監護者とは、親権の一部(身上監護権)を有する者と定義されています。
簡単に言えば、子供を引き取り、生活を共にし、身の回りの世話をする人のことです。
親権は、身上監護権と財産管理権から構成されていますが、監護者は、身上監護権のうち子供の養育の権利と義務が認められています。
例えば、夫婦双方が親権を譲らない場合などに、親権者と監護者に分けて、それぞれが部分的に子供の責任を負うということができます。
親権者を父親と定め、監護者を母親と定めた場合、子どもは戸籍上父親の戸籍に残りますが、一方で、実際に引き取って子どもの面倒をみるのは母親ということになります。
子どもがまだ幼い場合や、親権をめぐる父母の対立が激しい場合にこのような方法をとることが考えられます。
もし、相手方との間で親権をめぐる対立が発生してしまった場合には、親権を譲って自分が監護者になる方法もあるのです。
あなたが子供と生活することを最も望み、あなたと生活した方が子供も幸せになれると思うなら、親権を放棄して監護者になり、子供との生活を優先した方がいい場合もあります。
1.監護者は、身上監護権のうち子供の養育の権利と義務が認められている。
2.親権者と監護者を分けることは可能であるが、ケースとしては少ない。
3.監護者になる場合は、取り決めを文書にして残す(書面を改めて作成しない場合、トラブルとなる可能性がある。)。
4.両親以外の第三者も監護者になれる。
離婚に際し、親権者は離婚届に記載する欄がありますが、監護者はありません。
離婚後のトラブルを避けるため、必ず書面に残しておいた方がよいでしょう。
協議離婚の場合は離婚合意書か公正証書を作成し、その中で監護者を定めておきましょう。

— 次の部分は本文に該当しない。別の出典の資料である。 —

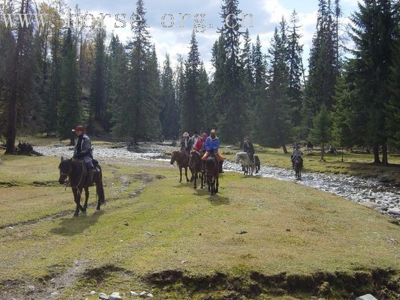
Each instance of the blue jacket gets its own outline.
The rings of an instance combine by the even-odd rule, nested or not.
[[[218,151],[219,148],[219,139],[216,137],[214,139],[211,139],[211,137],[208,137],[206,140],[206,151]]]

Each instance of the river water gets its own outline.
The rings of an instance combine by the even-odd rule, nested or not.
[[[45,156],[63,156],[66,158],[72,156],[72,148],[68,146],[41,146],[34,148]],[[94,155],[101,162],[119,162],[132,166],[152,167],[159,166],[160,164],[170,166],[168,163],[170,159],[165,153],[177,150],[167,145],[152,144],[142,144],[141,148],[144,148],[146,152],[135,153],[128,151],[126,148],[113,149],[94,146]],[[226,161],[223,166],[226,170],[241,172],[241,167],[239,164]],[[297,181],[293,170],[269,166],[262,166],[257,176],[292,181],[331,192],[400,219],[400,187],[384,183],[377,179],[343,174],[302,172],[301,180]]]

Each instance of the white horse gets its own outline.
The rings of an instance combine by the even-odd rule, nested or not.
[[[251,175],[252,176],[253,172],[256,168],[255,159],[254,161],[252,161],[248,154],[246,152],[239,152],[236,154],[236,163],[241,163],[244,167],[244,174],[246,175],[247,172],[246,170],[251,170]]]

なお、監護者として子どもを養育する場合、親権者から養育費を支払ってもらう権利が発生しますので、それらも念頭においておく必要があります。
監護者は、親権者を選ぶ場合と異なり、離婚と同時に決めなければならないわけではありません。
離婚が成立した後も、父母の協議によって監護者を定めることができます。もし父母が協議で監護者を定めることができないときは、家庭裁判所に「子の監護者の指定」の調停または審判を申し立てることができます。
一般的には、親権者でないもう一方の親を監護者に定めることが多いのですが、前述した通り、祖父母や親の兄弟姉妹、さらには児童福祉施設の長を監護者に定めることもできます。
親権者と監護者は本来一致するのが望ましいですが、子の利益とならないと考えられる場合は、監護者を変更することができます。
親権者の変更のように家庭裁判所の許可は必要ありません。監護者は、父母の協議により決定できますし、戸籍の届出を行う必要もありません。
親権をめぐる争いが生じた場合には、自分が親権者になることにこだわって争いを行うのではなく、子の幸福を最優先にし、監護者として子どもの養育を行うことを選択する途もあります。親権者の変更について相談を受けることもありますが、監護者の制度を利用すると円満に解決できることが多いです。